The number of people who could use this is going up as the hpv+ head and neck cancer wave ramps up.
In case anyone knows, what's the defensible moat here?
I can get almost the same quality using open source models. Plus I can fine-tune them to get custom voices. That means any company who needs TTS is cheaper off paying me once to build them a customized open source solution instead of forever paying this company per minute.
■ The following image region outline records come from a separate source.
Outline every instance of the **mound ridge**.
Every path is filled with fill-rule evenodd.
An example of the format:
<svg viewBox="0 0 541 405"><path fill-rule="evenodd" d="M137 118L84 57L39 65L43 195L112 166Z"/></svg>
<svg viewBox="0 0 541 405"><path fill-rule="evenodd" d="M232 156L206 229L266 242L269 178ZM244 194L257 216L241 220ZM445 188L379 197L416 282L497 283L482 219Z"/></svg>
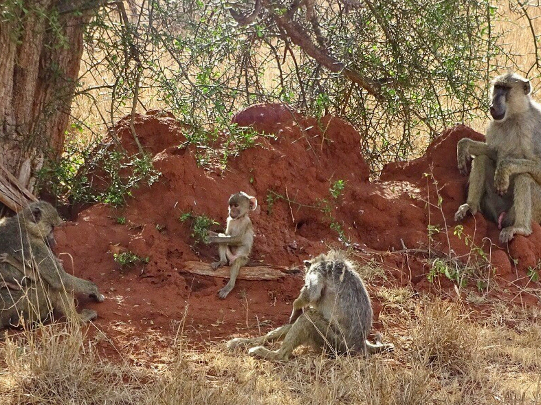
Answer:
<svg viewBox="0 0 541 405"><path fill-rule="evenodd" d="M541 259L539 225L530 237L517 237L509 247L498 242L496 225L480 214L460 224L460 232L456 228L454 213L465 201L467 187L467 178L457 168L457 142L465 136L482 140L481 134L464 126L450 128L422 157L388 164L380 179L371 182L360 135L339 118L318 120L283 104L263 104L239 112L233 121L262 135L254 147L230 157L221 172L198 166L197 151L186 146L183 127L172 115L138 115L136 131L154 156L162 174L159 181L135 190L124 207L93 205L56 231L57 251L71 254L75 274L96 283L107 297L101 304L85 303L98 311L101 327L117 336L149 329L171 331L184 318L184 330L204 341L228 337L239 325L248 332L255 330L247 320L256 315L286 322L303 282L301 275L278 281L240 280L222 301L216 293L225 280L183 271L187 261L210 263L217 251L194 245L188 224L179 217L186 212L205 214L220 222L216 230L223 229L227 199L239 190L259 201L251 215L252 264L299 265L329 246L343 246L335 230L342 229L357 254L386 270L387 278L375 284L410 284L420 291L430 288L426 258L404 251L405 246L430 246L465 263L472 260L473 244L485 252L494 277L507 289L504 298L537 302L520 289L531 282L527 272ZM117 130L123 145L135 152L127 120ZM345 186L334 198L329 188L337 180ZM126 223L118 223L118 217ZM113 253L127 251L148 257L148 263L121 268ZM71 264L65 267L70 271ZM452 285L443 278L444 287ZM377 299L371 297L377 315Z"/></svg>

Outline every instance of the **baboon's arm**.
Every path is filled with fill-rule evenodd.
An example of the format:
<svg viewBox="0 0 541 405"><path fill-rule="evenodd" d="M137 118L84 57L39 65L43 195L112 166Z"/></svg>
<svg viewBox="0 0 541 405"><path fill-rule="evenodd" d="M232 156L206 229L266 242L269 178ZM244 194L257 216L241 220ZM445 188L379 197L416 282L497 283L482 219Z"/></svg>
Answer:
<svg viewBox="0 0 541 405"><path fill-rule="evenodd" d="M245 237L243 234L209 236L208 243L223 243L230 246L240 246L245 244Z"/></svg>
<svg viewBox="0 0 541 405"><path fill-rule="evenodd" d="M486 155L492 160L498 158L496 151L484 142L474 141L470 138L463 138L457 144L457 160L458 169L464 175L467 174L468 162L471 161L472 156Z"/></svg>
<svg viewBox="0 0 541 405"><path fill-rule="evenodd" d="M78 286L81 279L67 273L62 264L50 251L35 249L33 253L34 263L39 276L53 290L78 290Z"/></svg>
<svg viewBox="0 0 541 405"><path fill-rule="evenodd" d="M293 323L302 313L302 309L311 304L315 304L321 298L324 286L324 282L316 274L313 274L306 279L306 284L301 289L297 299L293 301L293 310L289 317Z"/></svg>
Hmmm i don't know of any open source project that can get similar quality? Can you name one? This one also allows fine tuning for custom voices on a minute of audio and it works great.
TorToiSe[0] is pretty good but I agree 11 is currently state of the art. Won't be long until GP is correct though. 1.5 years at best is my guess. The next moat will be multiple languages and maybe something like more control over the tone which is something perhaps more suited to a product.
I'm using it for aidev.codes (which uses OpenAI's new models similar to ChatGPT) in the new dialog stuff I am developing such as for interviewing clients for requirements. The issue right now is that even though they have a streaming endpoint, the latency is all over the place and often not really adequate for something that is supposed to be conversational. But when it's working well it's just about fast enough. I probably should ask them if there is a trick. Right now I am sending multiple sentences at a time and then playing them one after another when the audio element emits the ended event
The actual sound quality of the output is impressive (clear treble, no weird artifacts between syllables, etc.), but I just don't understand the weird "edginess" of the speech.